May 172012

Something that’s always annoyed me in fiction is how fictional nations will be conjured up and inserted into the real world. You look at Marvel Comics and you have places like Dr. Doom’s Latveria. The writers didn’t want to have him take over an actual Eastern European country, so they dreamed up some small Transylvania-like place and shoved it into the cracks of the Balkans. The concept works, and it isn’t one that particularly bothers me in and of itself, but it’s an example of sidestepping reality in order to shoehorn a foreign, fictional concept into the story.

They do this in order to maintain the political status quo. They don’t want to turn the US into something different, since they want to keep the familiarity of New York and the like, but they don’t want to use anything else in an inaccurate manner. Makes sense I guess. I can imagine people getting irked over some comic book dude taking, say, Hungary and turning it into a dictatorship controlled by some egomaniac in a power suit with mommy issues.
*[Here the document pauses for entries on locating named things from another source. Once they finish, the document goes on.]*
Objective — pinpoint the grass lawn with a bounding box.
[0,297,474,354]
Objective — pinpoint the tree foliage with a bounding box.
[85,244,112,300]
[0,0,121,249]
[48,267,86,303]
That’s what I really dug about this week’s episode of Lupin. They clearly wanted to do a play on the Cuban Missile Crisis, but they wanted to take some historical license with it. That’s an awfully romantic picture of Castro they paint there, but they wanted to use him as yet another foil/pawn for Fujiko to manipulate while using the USA/USSR bit as a backdrop. They could have created a completely new Caribbean nation and had it play the same role as Cuba, and its revolutionary leader could have been Fujiko’s plaything.

And they do just that, but they don’t plop it down in the Caribbean we know. Everything in the Lupin world is slightly out of phase. The world has the same map, but nothing goes by the same name. The tensions are the same, but the world leaders are completely different. This is the Cuban Missile Crisis, but by changing everything’s outer appearance they’ve turned it into its own thing.

Someone might find this lazy. “They just renamed everything. That’s nothing!” But I think it’s pretty damn clever. By doing this you make everything familiar. Anyone with a modicum of world history knowledge knows what’s going down, so there’s no need to over-explain things. At the same time, that familiarity makes changing history that much easier. It’s familiar, but it isn’t the same, so the way the show plays with history (Goemon cutting the needless nuclear war) doesn’t feel as revisionist as, say, X-Men First Class and its similar set-up. Not that said revision is really bad, but it avoids some of the “really, you’re gonna go there” vibes that playing with the real names can create. Those vibes don’t go away completely, but they’re lessened. At least for me.

In a way it’s just a matter of appearances, and it’s a bit of a shallow observation in that regard, but I got no problem with finding meaning in the shallow end of the pool.

But damn, man, Goemon did in one swipe of his sword what Magneto did with all of his might. and I’m really liking his interplay with Fujiko. She’s playing to whatever little boy still lives inside of his stoic, cold-blooded heart. She isn’t playing the unattainable goddess like she does with Lupin, and she isn’t playing the femme fatale like she does with Jigen. She’s toying with him by being the flirty schoolgirl he never got to meet since he’s lived the life of a cloistered monk even amongst his peers. It’d almost be sweet if we didn’t know everything Fujiko does is an act.